Inflation is increase in the money supply. So the best measure was the money
aggregates that the government used to publish. (Though I'm not sure how
accurate they were.)

This may sound like semantics, but it is this constant under-reporting of
inflation that is distorting the market. If you measure monetary inflation and
work against that, a capitalist system is much more effective. By replacing
"inflation" with "CPI" in people's minds, so many people have been led astray
and many economic calculations come out wrong.

But this is beneficial for government that wants to print money to support
deficit spending without limitation... and so they publish an essentially
completely fabricated CPI number. then when you talk about inflation being
%20, people say "LOL U Stupid. Inflation %1!!!!!"
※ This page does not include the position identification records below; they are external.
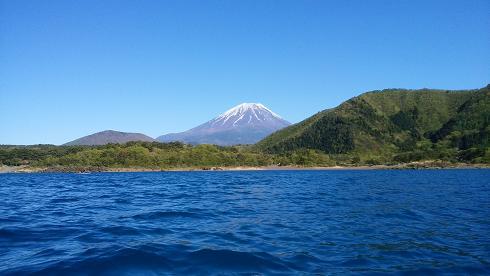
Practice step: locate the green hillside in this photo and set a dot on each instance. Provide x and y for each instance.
(396, 124)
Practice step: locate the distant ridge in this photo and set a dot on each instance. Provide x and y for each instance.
(109, 136)
(245, 123)
(407, 123)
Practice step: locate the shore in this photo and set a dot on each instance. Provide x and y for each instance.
(412, 165)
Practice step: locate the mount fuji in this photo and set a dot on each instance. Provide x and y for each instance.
(246, 123)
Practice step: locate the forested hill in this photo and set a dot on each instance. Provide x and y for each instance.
(405, 124)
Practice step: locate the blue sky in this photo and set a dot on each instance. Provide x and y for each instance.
(70, 68)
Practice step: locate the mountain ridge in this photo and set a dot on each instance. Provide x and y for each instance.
(109, 136)
(245, 123)
(391, 122)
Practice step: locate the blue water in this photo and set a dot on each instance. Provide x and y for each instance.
(429, 221)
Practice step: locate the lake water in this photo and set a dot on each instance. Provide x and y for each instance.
(413, 221)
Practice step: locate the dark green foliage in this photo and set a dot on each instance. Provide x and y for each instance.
(394, 124)
(381, 127)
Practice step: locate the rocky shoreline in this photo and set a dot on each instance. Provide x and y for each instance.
(412, 165)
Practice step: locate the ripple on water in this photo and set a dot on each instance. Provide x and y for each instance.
(265, 222)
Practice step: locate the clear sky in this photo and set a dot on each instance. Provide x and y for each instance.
(71, 68)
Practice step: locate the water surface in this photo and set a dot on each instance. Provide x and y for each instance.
(411, 221)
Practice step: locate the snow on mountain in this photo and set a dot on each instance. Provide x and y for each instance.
(246, 123)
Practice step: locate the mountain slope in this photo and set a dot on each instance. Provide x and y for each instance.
(246, 123)
(109, 136)
(386, 122)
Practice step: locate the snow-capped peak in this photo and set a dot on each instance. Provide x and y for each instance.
(244, 107)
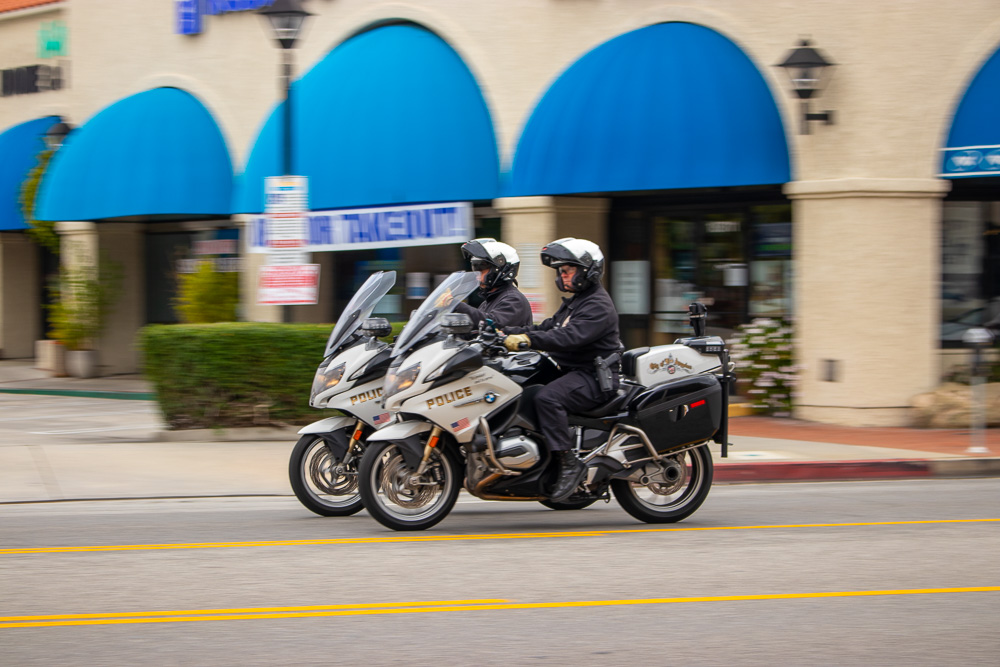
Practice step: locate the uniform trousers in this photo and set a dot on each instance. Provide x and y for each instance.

To predict how prices will go, you project the likely increase in productivity
over the next year and the amount of inflation over the last year... but even
then, this is ignoring the massive holdings of dollars and treasuries overseas
-- which really represent past inflation that whose effects we avoided via the
bretton woods and other agreements. If confidence in the dollar continues to
drop, those dollars will continue to come home to roost, goosing price changes
even higher over the amount caused by the significant deficit spending (and
consequent money printing that increases the money supply) minus relatively
small increases in efficiency.

The noose around the dollar's neck is the accumulated decades of inflation
that have been exported overseas. If it becomes untenable to continue holding
them, then a selling panic will likely occur as nobody wants to be the last
one holding the bag.

This is what happened with greece. The US is approaching greece in terms of
debt levels and given that it appears the federal reserve is buying a large
chunk of the treasuries at each auction (under the table, of course, as if
this word got out it would immediately cause what I'm describing) the game can
go on for only so long.

2008 was not the financial crisis. The financial crisis is in the dollar,
which is the mother of all bubbles. I believe, that less than %10 of
treasuries have a greater than a year, which means that %90 of the debt is
being rolled over each year.